By billions and billions here we actually mean 10-20 billion (most people believe a figure of 12-16).

"The Big Bang"* describes a very hot period of time in the universe. The universe expands and cools in a very nice thermodynamic way. I place the quote marks around the big bang because it is an incomplete theory. From observations (expansion of the universe, the cosmic microwave background) we infer a time of much greater density and higher temperature.

We still don't know why the universe was like this, nor how it came to be like this. The term Big Bang is more a statement of initial conditions than a theory that explains where all the stuff came from. Not to be on a downer, a lot of good work is being done at the moment and within the next few years the theories which try to explain the initial conditions will be tested. These are theories of inflation and flavors of string-theory.

When the universe gets as hot and dense as it was during the big bang the laws of physics we have now don't work. The problem is that we can't describe gravity on very small scales. usually that's ok because on very small scale (think the size of an atom) you usually find small amounts of matter (an atom for example) and gravity is so weak that we don't have to worry about it. Things during the Big Bang were much more dense than they are now. Imagine squeezing the earth into a space the size of an atom, imagine squeezing an entire galaxy into this space, you can bet that gravity is going to become very important. It happens when you get a mass called a Planck Mass into a volume of space which is a (Planck length)3

Before things get that crazy the physics we have now works very well, thank you very much.

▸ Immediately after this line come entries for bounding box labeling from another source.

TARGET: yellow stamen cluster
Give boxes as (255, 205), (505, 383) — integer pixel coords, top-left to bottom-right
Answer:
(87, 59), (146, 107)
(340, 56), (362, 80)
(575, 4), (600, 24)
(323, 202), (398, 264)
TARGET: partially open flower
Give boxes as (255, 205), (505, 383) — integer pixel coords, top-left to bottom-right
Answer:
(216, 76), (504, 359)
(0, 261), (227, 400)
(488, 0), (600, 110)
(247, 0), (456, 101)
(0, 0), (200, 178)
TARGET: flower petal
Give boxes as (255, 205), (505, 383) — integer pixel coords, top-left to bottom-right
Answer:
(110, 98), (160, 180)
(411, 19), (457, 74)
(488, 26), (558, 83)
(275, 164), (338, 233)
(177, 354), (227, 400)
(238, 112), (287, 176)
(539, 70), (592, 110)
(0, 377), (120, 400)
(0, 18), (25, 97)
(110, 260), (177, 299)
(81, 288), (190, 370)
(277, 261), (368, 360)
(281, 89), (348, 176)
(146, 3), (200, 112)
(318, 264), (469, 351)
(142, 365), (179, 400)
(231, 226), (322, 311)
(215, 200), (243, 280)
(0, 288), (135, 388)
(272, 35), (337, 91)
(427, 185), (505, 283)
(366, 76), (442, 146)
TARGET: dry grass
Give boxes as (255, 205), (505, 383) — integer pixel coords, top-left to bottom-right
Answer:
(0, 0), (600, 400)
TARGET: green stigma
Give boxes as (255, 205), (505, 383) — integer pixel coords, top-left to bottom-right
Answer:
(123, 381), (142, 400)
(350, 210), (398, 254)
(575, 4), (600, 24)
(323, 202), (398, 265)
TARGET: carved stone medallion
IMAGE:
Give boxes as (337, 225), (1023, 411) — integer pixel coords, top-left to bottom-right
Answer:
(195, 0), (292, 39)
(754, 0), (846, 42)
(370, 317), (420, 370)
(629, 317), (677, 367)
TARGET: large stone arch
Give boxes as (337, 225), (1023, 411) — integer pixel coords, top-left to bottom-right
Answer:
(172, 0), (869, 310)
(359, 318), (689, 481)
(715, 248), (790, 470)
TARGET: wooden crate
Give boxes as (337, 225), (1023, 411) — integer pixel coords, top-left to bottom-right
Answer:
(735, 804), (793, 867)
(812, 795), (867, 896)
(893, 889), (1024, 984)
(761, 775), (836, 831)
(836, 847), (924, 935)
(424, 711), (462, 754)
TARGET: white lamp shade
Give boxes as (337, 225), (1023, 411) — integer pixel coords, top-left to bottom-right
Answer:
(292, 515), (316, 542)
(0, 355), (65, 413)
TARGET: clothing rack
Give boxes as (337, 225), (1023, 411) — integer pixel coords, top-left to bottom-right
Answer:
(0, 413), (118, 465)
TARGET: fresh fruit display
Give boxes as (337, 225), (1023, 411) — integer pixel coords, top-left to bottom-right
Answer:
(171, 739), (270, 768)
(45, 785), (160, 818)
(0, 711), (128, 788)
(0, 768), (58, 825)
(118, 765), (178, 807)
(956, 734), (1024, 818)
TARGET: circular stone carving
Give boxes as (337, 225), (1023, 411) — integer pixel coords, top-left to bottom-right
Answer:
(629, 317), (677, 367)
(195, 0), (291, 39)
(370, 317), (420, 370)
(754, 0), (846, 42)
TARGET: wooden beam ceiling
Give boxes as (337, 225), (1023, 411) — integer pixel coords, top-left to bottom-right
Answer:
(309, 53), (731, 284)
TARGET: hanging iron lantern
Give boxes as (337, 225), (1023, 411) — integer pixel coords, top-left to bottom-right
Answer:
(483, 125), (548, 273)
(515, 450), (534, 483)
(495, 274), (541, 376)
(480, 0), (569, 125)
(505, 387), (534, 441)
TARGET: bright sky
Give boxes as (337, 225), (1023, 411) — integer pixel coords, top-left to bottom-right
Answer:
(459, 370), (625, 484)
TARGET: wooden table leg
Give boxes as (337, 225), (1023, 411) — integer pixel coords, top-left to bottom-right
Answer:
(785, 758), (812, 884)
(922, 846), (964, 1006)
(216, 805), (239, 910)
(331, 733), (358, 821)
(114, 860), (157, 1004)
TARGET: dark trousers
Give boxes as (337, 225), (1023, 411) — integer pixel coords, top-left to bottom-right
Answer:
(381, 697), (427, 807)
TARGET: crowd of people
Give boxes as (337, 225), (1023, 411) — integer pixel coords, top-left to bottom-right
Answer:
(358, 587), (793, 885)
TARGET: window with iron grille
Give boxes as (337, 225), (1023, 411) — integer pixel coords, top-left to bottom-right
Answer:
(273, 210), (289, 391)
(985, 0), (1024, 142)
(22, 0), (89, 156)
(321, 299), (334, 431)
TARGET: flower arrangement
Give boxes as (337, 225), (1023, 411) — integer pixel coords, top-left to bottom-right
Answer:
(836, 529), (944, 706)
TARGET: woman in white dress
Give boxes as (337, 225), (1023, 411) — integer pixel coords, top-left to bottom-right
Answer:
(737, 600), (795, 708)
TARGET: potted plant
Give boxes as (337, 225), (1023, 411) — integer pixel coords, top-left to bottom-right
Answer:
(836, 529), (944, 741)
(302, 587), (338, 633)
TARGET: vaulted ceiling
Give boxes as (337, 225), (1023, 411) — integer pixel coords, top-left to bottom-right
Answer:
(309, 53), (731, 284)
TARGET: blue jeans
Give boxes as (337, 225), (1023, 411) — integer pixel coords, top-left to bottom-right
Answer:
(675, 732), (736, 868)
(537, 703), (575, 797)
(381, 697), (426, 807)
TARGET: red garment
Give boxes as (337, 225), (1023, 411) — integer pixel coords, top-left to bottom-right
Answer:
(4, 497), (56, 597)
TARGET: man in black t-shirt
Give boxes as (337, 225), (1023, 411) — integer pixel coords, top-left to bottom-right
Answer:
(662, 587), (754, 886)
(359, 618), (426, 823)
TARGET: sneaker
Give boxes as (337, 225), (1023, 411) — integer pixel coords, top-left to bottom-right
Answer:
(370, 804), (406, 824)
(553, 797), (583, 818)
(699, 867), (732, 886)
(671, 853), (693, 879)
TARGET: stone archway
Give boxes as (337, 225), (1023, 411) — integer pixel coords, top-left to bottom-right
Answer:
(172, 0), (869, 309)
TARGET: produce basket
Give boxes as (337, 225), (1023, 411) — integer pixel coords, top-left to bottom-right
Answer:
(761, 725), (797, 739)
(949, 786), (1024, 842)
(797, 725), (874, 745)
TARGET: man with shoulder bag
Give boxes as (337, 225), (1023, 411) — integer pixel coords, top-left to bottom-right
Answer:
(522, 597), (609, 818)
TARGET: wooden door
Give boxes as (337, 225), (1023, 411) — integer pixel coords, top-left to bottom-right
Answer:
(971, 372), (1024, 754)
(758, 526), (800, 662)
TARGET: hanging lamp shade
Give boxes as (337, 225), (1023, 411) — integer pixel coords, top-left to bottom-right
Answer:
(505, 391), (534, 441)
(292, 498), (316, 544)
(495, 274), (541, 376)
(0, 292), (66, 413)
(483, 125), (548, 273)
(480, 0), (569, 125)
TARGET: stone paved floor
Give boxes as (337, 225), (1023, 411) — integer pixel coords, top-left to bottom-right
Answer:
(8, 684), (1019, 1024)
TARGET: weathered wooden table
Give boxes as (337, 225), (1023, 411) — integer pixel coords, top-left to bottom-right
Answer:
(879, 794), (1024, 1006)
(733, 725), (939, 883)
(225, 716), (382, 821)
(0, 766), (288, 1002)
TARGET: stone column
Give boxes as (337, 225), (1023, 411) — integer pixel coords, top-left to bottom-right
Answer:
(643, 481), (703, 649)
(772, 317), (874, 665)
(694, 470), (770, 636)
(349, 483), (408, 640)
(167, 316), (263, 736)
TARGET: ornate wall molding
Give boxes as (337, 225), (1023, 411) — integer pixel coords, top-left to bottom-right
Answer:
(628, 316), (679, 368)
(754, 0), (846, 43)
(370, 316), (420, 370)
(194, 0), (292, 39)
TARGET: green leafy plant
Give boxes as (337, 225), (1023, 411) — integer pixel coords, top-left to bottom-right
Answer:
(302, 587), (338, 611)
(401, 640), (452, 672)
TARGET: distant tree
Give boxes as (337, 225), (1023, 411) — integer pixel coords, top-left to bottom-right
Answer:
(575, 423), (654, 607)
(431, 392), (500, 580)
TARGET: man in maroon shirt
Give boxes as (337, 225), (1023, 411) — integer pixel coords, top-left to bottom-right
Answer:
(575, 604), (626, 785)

So much so that we have decided to call it "the standard model" At early times there was so much energy floating about that matter and anti-matter popped into existence, then annihilated each other. This went on for a while but due to a deep asymmetry in nature slightly more matter was created than anti-matter. This eventually condensed out as the universe expanded and cooled. In about 11 minutes after the point at which our physics doesn't work. The technical term for stuff in the universe before the matter froze out is Yelm.

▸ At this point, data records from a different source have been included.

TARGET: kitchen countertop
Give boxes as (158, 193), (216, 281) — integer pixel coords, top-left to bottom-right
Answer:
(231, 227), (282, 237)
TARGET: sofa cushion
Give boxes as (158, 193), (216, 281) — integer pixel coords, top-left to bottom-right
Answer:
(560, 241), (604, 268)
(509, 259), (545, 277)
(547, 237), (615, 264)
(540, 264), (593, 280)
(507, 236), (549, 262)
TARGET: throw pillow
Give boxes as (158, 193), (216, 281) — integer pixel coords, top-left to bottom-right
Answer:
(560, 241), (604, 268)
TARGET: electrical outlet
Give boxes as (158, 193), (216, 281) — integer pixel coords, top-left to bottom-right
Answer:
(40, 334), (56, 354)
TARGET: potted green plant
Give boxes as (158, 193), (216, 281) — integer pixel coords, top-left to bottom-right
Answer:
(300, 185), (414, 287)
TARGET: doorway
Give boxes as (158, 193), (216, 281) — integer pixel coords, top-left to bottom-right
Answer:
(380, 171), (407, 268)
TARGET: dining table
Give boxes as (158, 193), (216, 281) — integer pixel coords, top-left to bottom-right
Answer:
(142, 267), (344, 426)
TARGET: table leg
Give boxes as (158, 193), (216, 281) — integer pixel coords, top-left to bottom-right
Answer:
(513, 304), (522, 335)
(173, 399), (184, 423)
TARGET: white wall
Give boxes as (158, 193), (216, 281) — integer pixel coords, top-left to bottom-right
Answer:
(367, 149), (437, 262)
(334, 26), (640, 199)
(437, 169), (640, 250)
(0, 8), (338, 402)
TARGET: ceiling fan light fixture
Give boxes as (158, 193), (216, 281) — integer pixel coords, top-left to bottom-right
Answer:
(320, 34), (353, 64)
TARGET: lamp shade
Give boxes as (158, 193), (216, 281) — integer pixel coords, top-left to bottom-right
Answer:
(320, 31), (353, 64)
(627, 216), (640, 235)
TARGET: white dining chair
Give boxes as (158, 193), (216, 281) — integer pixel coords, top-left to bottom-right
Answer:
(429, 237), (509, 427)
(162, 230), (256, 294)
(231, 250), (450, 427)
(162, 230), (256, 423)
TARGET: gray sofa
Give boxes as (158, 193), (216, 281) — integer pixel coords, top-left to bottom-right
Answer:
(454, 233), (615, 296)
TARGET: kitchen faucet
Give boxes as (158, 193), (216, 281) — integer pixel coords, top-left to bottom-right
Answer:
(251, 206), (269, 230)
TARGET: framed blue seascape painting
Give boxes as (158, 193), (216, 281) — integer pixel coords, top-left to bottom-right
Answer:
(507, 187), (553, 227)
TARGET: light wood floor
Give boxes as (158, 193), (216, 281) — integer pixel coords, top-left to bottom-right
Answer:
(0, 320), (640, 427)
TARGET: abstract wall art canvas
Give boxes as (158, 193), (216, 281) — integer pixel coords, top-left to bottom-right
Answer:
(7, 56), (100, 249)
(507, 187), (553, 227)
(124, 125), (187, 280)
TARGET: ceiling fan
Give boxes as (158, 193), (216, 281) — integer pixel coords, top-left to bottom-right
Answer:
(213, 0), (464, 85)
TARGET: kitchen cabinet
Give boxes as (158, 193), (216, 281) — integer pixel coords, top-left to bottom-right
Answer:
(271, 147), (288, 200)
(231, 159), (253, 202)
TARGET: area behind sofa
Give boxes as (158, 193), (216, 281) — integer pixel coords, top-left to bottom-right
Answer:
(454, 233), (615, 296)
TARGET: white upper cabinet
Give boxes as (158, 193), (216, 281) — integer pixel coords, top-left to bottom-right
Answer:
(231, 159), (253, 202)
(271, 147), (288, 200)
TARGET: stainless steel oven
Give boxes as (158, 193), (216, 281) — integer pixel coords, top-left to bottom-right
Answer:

The matter that we were left with was hydrogen with a little deuterium. No carbon in sight. Over (10 billion years of darkness after the freezing out untill the first stars are formed, astronomers refer to this as the "dark ages") time under gravity this hydrogen bunched together in stars.

Stars are pretty neat. No one known in detail how they work. In general they are giant ovens that do exactly what the The Custodian mentioned. They do some other cool stuff to. All of the carbon we have around us was baked in stars. Planets formed from the detritus that is left around a newly forming star. After many generations of star formation, death and rebirth you get a healthy mix of elements floating around the place. Anything heavier than Iron has to be made in a supernova explosion, so while the carbon that makes up most of us can be baked in a regular star gold, silver, plutonium this all has to come from a supernova. This has prompted the idea We are all particles of stardust held together by angels.

A star form from a huge cloud of gas, it is a very complicated process, but many interesting molecules can be formed in the process (a giant cloud of alcohol, larger than the solar system was found last year by astronomer, unfortunately it was too far away be takes advantage of) In recent months some astronomers calculated that in the formation of a star you can form two of the base-pairs for DNA can be made this way. They are working to see if the other base-pairs can be created in a similar fashion.

This does not answer where biological life came from, but it is interesting.


* the term was coined by Fred Hoyle as a derogatory remark, but it stuck.